Discussion from Chapters 10 and 11

During October’s Staff Training, we discussed Chapters 10 and 11.  We looked at “misbehavior” as it is related to development.  Often, we as adults can recognize and identify developmental characteristics related to cognitive, language, and physical development.  It is also important for us to recognize that social/emotional characteristics also have developmental tendencies and levels.  The challenge in working with this area of development, is recognizing the behaviors as part of a child’s learning process and, therefore, an opportunity for us to teach vs. a need to punish for “inappropriate” behavior.  Many children do not have the language or the skills needed to identify their emotions or to express them appropriately.  As new skills are being introduced, children must search for the new pattern, test the new skill, and evaluate the skill’s effectiveness.  This process is cyclical, often repeated numerous times before becoming a learned behavior.  Our brains are naturally pattern-seeking.  When new information is presented to us, our brains search to see where this new information fits into our prior knowledge base.  We, as adults, can organize and assimilate much more quickly.  We have prior knowledge and experiences on which to draw.  We also have the ability to “talk to ourselves” (inside our heads) to examine the consequences of the actions and behaviors we may choose.  Children do not possess this skill until around the age of 8.  That means, for us at the Weekday School, it is our job to (a) know this information about our children, and (b) provide support and scaffolding as children become acclimated to new patterns of behavior.

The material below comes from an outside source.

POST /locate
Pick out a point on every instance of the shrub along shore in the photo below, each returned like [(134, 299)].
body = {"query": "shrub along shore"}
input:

Here are the notes that we used during our discussion of “Developing Misbehavior.”  If you should have any questions about the slides, feel free to contact us or post a comment.   Notes Chapters 10 and 11

Consider the following quote:

Conscious Discipline®

“If a child doesn’t know how to read, we teach.
If a child doesn’t know how to swim, we teach.
If a child doesn’t know how to multiply, we teach.
If a child doesn’t know how to drive, we teach.
If a child doesn’t know how to behave, we…..

teach?….. punish?

Why can’t we finish the last sentence as automatically as we do the others?”

~ Herner, 1998

Remember:  We are all in this together!

Our assignment for November:  Skim Chapters 1 – 3 to get an overview of the skills and powers associated with loving guidance.  In November, we will be discussing Chapter 4:  “Assertiveness:  Saying ‘No’ and Being Heard.”